By May 11, 2020May 19th, 2020Blog

Community rehabilitation programs (CRPs) are responsible for adhering to a specific set of guidelines and requirements in order to be considered eligible for participation within the State Use WorksWonders Program. To aid CRPs in maintaining compliance with these requirements, WorkQuest hosts annual compliance and training seminars.

Beginning this summer and continuing through this fall, these compliance and training seminars cover a range of topics relating to CRP participation within the WorksWonders Program, such as reviewing requirements to participate in the Program, governmental contracting, and procurement procedures and laws. These seminars serve as an invaluable tool for members who wish to utilize the benefits of the Program to their full potential, all in the aim of employing Texans with disabilities.

The seminars cover general informational items about the Program and its administrative body, the Texas Workforce Commission (TWC), such as the statutes and rules that govern the Program, the role of the TWC Purchasing from Persons with Disabilities (PPD) Advisory Committee, and the role WorkQuest plays acting as a liaison between TWC, the PPD Advisory Committee, state agency and political subdivision customers, and the CRPs themselves. More specifically, the seminars review the documentation required of each CRP to be eligible for participation – certification and recertification forms, state use wage reports, documentation of disability forms, state set-aside agreements, and cost analysis forms – as well as provide an overview of the processes by which products and services contracting are completed and assigned – cost analysis, cost proposal, cost breakdown, program eligibility requirements, product assignment processes and criteria, and value added statements.

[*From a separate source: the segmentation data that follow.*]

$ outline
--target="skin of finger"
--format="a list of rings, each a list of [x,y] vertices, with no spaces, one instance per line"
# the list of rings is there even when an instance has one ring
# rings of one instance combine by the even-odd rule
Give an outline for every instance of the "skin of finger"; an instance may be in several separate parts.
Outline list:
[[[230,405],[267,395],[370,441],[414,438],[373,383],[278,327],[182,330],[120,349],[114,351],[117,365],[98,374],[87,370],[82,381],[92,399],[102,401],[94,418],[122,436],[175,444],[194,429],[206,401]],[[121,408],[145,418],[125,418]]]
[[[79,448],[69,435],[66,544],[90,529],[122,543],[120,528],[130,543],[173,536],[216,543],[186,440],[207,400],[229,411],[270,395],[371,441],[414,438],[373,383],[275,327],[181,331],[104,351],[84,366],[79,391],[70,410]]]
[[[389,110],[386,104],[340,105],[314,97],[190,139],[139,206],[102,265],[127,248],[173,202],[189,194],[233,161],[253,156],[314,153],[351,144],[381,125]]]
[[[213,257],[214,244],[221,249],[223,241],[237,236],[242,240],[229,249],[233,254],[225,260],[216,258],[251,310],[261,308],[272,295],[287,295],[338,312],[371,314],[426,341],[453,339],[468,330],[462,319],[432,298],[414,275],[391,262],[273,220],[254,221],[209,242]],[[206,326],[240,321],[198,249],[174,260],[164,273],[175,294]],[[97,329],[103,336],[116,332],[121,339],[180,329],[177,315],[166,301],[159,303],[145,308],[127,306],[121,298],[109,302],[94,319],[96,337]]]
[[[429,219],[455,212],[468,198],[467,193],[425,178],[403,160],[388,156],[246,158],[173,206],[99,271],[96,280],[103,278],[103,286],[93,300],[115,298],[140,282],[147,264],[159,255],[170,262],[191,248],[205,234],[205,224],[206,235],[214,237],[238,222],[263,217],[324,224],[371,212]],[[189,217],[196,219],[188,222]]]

Since 2015, WorkQuest has been implementing Competitive Integrated Employment (CIE) curriculum into its yearly trainings. This year, staff from TWC’s Vocational Rehabilitation (VR) department were in attendance to review these criteria with seminar attendees. Topics covered during their presentation included a review of the components that constitute competitive integrated employment – competitive earnings, integrated location, and opportunities for advancement – as well as an overview of the considerations that VR counselors follow when determining if a particular workplace setting can be considered competitive and integrated.